Known Issues (read this!)#
file version: 17 Sept 2024
current software versions: slk version 3.3.91; slk_helpers version 1.12.10; slk wrappers version 1.2.1
slk/slk_helpers terminate directly after start with “Name or service not known” or “Unhandled error occurred”#
The error, which slk
prints to the command line is
ERROR: Unhandled error occurred, please check logs
However, if you take a look into the slk
log (~/.slk/slk-cli.log
) then you will find the actual error:
2022-04-07 21:45:30 ERROR archive.dkrz.de: Name or service not known
The `slk_helpers
print this message directly to the command line
archive.dkrz.de: Name or service not known
The error is the same.
Reason#
The slk
/ slk_helpers
does not get any reply from StrongLink. On levante, the routing to the StrongLink constellation does not seem to work from time to time.
Solution#
You cannot do anything about them but just run slk
again a few seconds later.
slk list prints “Error getting namespace children for namespace:”#
You run slk list
on a namespace/folder an see this
$ slk list /arch/pd1309/forcings/reanalyses/ERA5/year1987/
Error getting namespace children for namespace: 49083768018
Reason#
A connection timeout to StrongLink occurred but slk list
just prints a generic error.
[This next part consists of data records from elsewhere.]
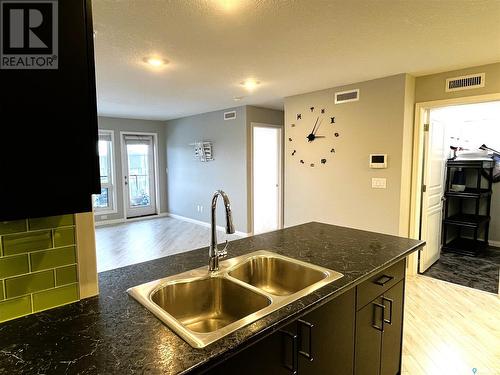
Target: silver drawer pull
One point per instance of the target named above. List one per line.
(384, 279)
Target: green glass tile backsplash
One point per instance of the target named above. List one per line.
(66, 275)
(42, 260)
(15, 226)
(55, 297)
(38, 265)
(25, 242)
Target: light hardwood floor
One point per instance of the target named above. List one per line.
(139, 241)
(450, 329)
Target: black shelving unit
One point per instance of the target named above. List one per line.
(472, 220)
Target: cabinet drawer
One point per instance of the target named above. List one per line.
(378, 284)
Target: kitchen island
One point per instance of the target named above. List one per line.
(112, 333)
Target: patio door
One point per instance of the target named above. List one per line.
(139, 175)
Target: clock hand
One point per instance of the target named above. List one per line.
(318, 126)
(316, 123)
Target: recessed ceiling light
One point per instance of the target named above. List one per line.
(250, 84)
(155, 61)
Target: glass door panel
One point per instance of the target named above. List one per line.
(139, 175)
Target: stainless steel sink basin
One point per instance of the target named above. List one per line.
(202, 306)
(206, 305)
(277, 276)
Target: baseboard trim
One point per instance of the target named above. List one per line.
(124, 220)
(205, 224)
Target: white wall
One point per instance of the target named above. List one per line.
(340, 192)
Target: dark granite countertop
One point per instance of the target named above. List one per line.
(113, 333)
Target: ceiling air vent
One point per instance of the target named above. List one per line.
(347, 96)
(230, 115)
(471, 81)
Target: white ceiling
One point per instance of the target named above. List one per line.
(291, 46)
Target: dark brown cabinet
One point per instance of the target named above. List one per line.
(321, 342)
(359, 332)
(379, 326)
(328, 347)
(48, 141)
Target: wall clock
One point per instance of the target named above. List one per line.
(312, 137)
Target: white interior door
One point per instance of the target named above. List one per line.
(139, 175)
(432, 199)
(266, 177)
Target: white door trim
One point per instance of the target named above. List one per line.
(417, 165)
(125, 166)
(281, 166)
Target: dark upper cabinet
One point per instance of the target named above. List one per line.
(48, 123)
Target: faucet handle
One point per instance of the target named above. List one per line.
(223, 253)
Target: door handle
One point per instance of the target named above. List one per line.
(384, 279)
(291, 367)
(374, 317)
(310, 326)
(391, 302)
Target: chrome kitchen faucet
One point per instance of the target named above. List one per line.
(213, 253)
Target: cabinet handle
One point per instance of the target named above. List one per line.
(374, 318)
(384, 279)
(293, 366)
(310, 326)
(391, 302)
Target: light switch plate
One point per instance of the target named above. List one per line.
(379, 183)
The correct error can be found in the slk log file (~/.slk/slk-cli.log
):
2023-12-04 12:27:47 levante4.lvt.dkrz.de 2567653 ERROR Get namespace children error: <html>
<head><title>504 Gateway Time-out</title></head>
<body>
<center><h1>504 Gateway Time-out</h1></center>
<hr><center>nginx</center>
</body>
</html>
The gateway timeout is returned when one or multiple StrongLink nodes do not respond or only respond after a long delay. This might be caused by overloaded StringLink nodes – e.g. by many extensive searches or a large number of archivals.
Solution#
Please try the command. If it fails repeatedly, please wait some time before retrying it again.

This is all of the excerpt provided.